Notes and Photographs on ‘An Introduction to Touching Paintings’

Begin in the Dark


Performance given on 29 November 2013

This performance piece is an exploration of the audience’s relationship and mine, both physically and psychologically, to the painted image on the wall. The traditional oil on canvas image is sacred and untouchable and yet our innate desire is to touch this object. It holds the meaning that we imbue it with, but somehow resists our knowing it in other ways.

In this performance I wanted to move with the audience from the environment and state of the art studio to a space that altered our perception of the art works.

The performance starts with darkness and we travel through different degrees of light to reveal the paintings and our experience of them. I begin with lighting candles and then explore the painting by touching it before moving behind it, bringing it slowly away from the wall that holds it. As I become more entwined in the painting I pull it off the wall and wrap myself in it. Once the painting is in a different relationship to us I invite another person to dance with me to electronic disco making a connection with an ecstatic club environment. We are holding large torches that flash across the paintings sporadically revealing them. The performance progresses with my inviting everyone present to dance and be with and in the presence of the paintings creating our art.

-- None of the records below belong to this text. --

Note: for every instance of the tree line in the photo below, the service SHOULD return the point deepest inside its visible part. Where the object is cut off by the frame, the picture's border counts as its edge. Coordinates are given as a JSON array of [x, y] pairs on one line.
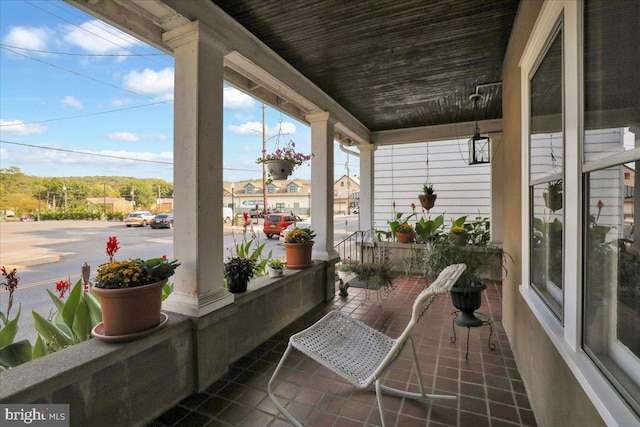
[[25, 194]]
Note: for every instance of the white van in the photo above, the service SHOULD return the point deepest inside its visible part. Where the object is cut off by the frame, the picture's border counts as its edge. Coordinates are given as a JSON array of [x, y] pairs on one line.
[[227, 214]]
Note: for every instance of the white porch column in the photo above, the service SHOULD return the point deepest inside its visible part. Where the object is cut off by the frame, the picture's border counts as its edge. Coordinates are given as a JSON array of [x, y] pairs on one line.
[[367, 182], [322, 184], [497, 188], [198, 233]]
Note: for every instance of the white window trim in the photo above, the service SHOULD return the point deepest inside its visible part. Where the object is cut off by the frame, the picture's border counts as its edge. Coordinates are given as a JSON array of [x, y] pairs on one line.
[[567, 338]]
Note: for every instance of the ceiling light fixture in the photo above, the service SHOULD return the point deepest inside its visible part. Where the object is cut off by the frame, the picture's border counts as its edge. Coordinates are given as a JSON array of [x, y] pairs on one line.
[[479, 146]]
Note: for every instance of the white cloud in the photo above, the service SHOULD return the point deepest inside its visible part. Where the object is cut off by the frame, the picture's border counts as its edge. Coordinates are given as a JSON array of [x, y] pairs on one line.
[[28, 37], [124, 136], [97, 37], [18, 127], [71, 102], [248, 128], [285, 129], [236, 100], [150, 82]]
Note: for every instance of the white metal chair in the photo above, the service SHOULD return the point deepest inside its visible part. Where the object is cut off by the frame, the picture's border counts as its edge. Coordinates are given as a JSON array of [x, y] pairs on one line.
[[361, 354]]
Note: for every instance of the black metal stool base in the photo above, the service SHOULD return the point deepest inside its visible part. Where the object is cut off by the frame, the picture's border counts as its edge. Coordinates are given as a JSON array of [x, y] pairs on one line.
[[472, 321]]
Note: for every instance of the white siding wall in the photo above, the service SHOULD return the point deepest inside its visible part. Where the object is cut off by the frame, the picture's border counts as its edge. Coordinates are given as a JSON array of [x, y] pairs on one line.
[[400, 172]]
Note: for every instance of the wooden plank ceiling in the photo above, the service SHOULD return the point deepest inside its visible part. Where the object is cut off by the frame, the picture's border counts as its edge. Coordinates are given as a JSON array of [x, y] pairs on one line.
[[393, 64]]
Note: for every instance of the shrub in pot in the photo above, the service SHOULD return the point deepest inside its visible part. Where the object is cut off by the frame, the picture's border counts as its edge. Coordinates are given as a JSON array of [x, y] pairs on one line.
[[238, 271]]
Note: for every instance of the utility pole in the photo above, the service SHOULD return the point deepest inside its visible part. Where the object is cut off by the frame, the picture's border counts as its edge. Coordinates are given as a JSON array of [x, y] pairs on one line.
[[348, 186], [264, 165]]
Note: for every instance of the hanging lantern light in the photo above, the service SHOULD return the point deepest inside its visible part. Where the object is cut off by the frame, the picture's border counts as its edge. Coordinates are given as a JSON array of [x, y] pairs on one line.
[[479, 146]]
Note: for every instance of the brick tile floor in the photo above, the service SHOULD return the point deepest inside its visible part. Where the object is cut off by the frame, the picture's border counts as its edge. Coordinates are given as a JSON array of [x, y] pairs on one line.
[[489, 389]]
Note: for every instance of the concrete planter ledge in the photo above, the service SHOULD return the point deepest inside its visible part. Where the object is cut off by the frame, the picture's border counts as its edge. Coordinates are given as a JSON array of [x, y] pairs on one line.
[[132, 383]]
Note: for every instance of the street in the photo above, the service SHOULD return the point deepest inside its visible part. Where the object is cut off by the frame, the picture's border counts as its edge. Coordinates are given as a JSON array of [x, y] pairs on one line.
[[49, 251]]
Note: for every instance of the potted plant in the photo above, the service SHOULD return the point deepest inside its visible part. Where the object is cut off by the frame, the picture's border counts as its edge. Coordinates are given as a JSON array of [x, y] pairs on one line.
[[466, 294], [282, 162], [401, 223], [343, 269], [405, 233], [275, 267], [130, 293], [379, 275], [459, 235], [238, 271], [428, 196], [552, 195], [298, 244]]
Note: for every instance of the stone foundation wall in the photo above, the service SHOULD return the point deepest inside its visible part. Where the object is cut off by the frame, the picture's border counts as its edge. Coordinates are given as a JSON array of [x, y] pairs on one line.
[[130, 384]]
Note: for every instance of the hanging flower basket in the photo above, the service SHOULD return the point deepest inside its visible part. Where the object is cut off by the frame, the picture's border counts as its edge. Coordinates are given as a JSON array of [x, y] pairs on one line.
[[281, 163], [280, 169], [427, 200]]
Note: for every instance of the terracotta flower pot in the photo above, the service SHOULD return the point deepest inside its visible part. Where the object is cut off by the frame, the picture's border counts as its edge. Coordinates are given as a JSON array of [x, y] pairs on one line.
[[237, 286], [280, 169], [298, 255], [127, 311], [427, 200], [274, 272], [467, 300]]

I staged this performance in a space with others that was not brightly lit with the suggestion that we will get more from more light. The candlelight and the music meant that the space for perceiving the paintings on the walls kept changing. When the viewers joined in the dance that brought a literal side to how their individual situations were a part of what they came to see. When I took the paintings down and wrapped myself in them and danced with them, that crossed a line and brought in a forbidden exciting experience – of touching the moving marks on the canvas with my own body.

Great master works of the Renaissance were often viewed with candlelight that changed throughout the day and evening. The viewers’ relationship to the work would have been influenced by this physical experience. It invited a psychological understanding of the work informed by flashes of the images, glimmering light and the moving or swaying of the viewers’ own bodies. The space between what viewers saw and what they remembered seeing was greater, allowing them to enlarge upon and reconfigure their own experience through time and memory.

I am currently interested in the overlapping nature of teaching, performance and the art object. Our relationship to art is potentially a dynamic one, but often what people remember is the visit to the gallery rather than the art works. Perhaps in a way the café is where art also happens – a place where people can experience a sense of communication absent from the experience of looking alone and silently at a work in a gallery.